Autores como Antonio Damasio y Drew Westen sostienen que las emociones influyen directamente en la forma en que los ciudadanos perciben a los líderes, interpretan la información política y toman decisiones electorales. Cuando una sociedad acumula experiencias de frustración, promesas incumplidas, escándalos de corrupción o percepciones de impunidad, el cerebro desarrolla asociaciones negativas con la actividad política.
En la República Dominicana, esta teoría permite comprender uno de los fenómenos más preocupantes para la democracia actual: la creciente apatía política que manifiestan amplios sectores de la población, especialmente los jóvenes.

La experiencia política dominicana demuestra que las emociones tienen una fuerte incidencia en los procesos electorales. Las campañas suelen apelar a sentimientos de esperanza, orgullo nacional, identidad partidaria o temor al cambio. En muchas ocasiones, la conexión emocional entre un candidato y los ciudadanos tiene más impacto que el análisis de sus propuestas de gobierno.
La neuropolítica plantea que las emociones no sustituyen la razón, pero sí condicionan la forma en que las personas interpretan la información y toman decisiones. Con frecuencia, los ciudadanos reaccionan emocionalmente primero y luego justifican racionalmente sus preferencias políticas.

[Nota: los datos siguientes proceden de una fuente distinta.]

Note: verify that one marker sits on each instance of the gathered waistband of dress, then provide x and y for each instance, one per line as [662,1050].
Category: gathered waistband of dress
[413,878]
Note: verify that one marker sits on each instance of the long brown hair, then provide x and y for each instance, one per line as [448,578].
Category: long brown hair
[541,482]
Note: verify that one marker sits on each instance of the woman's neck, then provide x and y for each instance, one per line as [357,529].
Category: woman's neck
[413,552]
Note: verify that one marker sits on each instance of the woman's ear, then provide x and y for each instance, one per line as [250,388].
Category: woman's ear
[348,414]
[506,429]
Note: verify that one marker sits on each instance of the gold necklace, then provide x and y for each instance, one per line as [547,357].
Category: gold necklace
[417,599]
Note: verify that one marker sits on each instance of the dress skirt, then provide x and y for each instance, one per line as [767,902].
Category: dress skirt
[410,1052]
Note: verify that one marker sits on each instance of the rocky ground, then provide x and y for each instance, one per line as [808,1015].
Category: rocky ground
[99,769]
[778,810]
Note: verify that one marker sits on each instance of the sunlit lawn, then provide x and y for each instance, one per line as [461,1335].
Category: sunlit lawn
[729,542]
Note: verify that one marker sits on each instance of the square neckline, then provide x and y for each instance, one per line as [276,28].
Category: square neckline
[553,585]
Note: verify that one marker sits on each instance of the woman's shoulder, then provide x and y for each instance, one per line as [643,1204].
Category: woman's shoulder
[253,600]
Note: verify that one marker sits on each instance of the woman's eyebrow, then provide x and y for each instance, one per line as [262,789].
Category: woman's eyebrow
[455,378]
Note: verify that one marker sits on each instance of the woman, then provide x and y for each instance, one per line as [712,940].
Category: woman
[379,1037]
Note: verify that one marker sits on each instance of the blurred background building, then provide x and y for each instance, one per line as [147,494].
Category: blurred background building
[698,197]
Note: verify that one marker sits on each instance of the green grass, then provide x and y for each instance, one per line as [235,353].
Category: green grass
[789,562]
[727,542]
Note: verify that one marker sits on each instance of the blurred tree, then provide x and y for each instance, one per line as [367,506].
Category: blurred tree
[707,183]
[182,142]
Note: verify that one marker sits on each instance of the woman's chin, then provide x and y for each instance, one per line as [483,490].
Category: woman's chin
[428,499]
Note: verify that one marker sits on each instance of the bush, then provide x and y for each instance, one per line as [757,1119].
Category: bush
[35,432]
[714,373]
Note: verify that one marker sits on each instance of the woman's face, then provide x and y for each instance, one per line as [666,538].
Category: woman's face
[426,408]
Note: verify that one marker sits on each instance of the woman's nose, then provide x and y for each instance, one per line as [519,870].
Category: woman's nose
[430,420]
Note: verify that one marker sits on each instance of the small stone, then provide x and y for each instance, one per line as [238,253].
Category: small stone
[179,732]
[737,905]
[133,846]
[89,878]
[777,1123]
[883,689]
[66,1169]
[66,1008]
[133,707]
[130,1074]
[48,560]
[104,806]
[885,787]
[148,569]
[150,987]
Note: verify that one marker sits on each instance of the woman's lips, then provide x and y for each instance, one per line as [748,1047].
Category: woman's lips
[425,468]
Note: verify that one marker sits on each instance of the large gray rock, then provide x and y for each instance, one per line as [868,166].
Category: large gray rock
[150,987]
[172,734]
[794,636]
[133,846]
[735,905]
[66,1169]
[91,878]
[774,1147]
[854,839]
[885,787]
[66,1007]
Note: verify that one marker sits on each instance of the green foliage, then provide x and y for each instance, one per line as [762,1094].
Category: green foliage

Uno de los principales efectos de esta dinámica es la apatía política. Tradicionalmente se ha definido como la falta de interés o participación en los asuntos públicos. Sin embargo, desde la neuropolítica se entiende como una respuesta emocional derivada de experiencias negativas acumuladas a lo largo del tiempo.
Cuando los ciudadanos enfrentan repetidamente promesas incumplidas, escándalos de corrupción, prácticas clientelistas o percepciones de impunidad, comienzan a asociar la política con sentimientos de frustración, desconfianza y desencanto. Como resultado, disminuye su interés por participar en elecciones, actividades comunitarias o debates públicos.
Esta situación no surge de manera repentina. Es el producto de años de experiencias que moldean la percepción ciudadana sobre el sistema político y sus instituciones. Muchas personas llegan a convencerse de que su participación tendrá poco impacto en la solución de los problemas nacionales.
Desafío
La recuperación de la confianza ciudadana constituye uno de los mayores desafíos para la democracia dominicana. La confianza es el vínculo emocional que conecta a la población con las instituciones. Cuando este vínculo se debilita, aumentan el escepticismo y el distanciamiento político.
Factores como la percepción de corrupción, la polarización, el clientelismo y la falta de respuestas efectivas a las demandas sociales contribuyen a erosionar esa confianza. En consecuencia, numerosos ciudadanos se alejan de la actividad política o participan únicamente de forma ocasional.
Por esta razón, la solución a la apatía electoral no consiste únicamente en ofrecer más información política. También requiere fortalecer la transparencia, la rendición de cuentas y la credibilidad institucional. Los ciudadanos necesitan percibir que sus opiniones son escuchadas, que las instituciones funcionan y que su participación puede generar cambios reales.
La neuropolítica nos recuerda que la política no se desarrolla únicamente en los partidos, los congresos o las campañas electorales. También ocurre en las emociones, percepciones y expectativas de los ciudadanos. Comprender esta realidad es fundamental para enfrentar los desafíos democráticos del siglo XXI.
La apatía electoral no debe interpretarse únicamente como desinterés. En muchos casos, es el reflejo de una relación emocional deteriorada entre la ciudadanía y la política. Reconstruir esa relación exige promover la confianza, la transparencia y la esperanza.
Después de todo, las sociedades no avanzan solamente por las ideas que defienden, sino también por las emociones que motivan a sus ciudadanos a participar y construir un mejor futuro.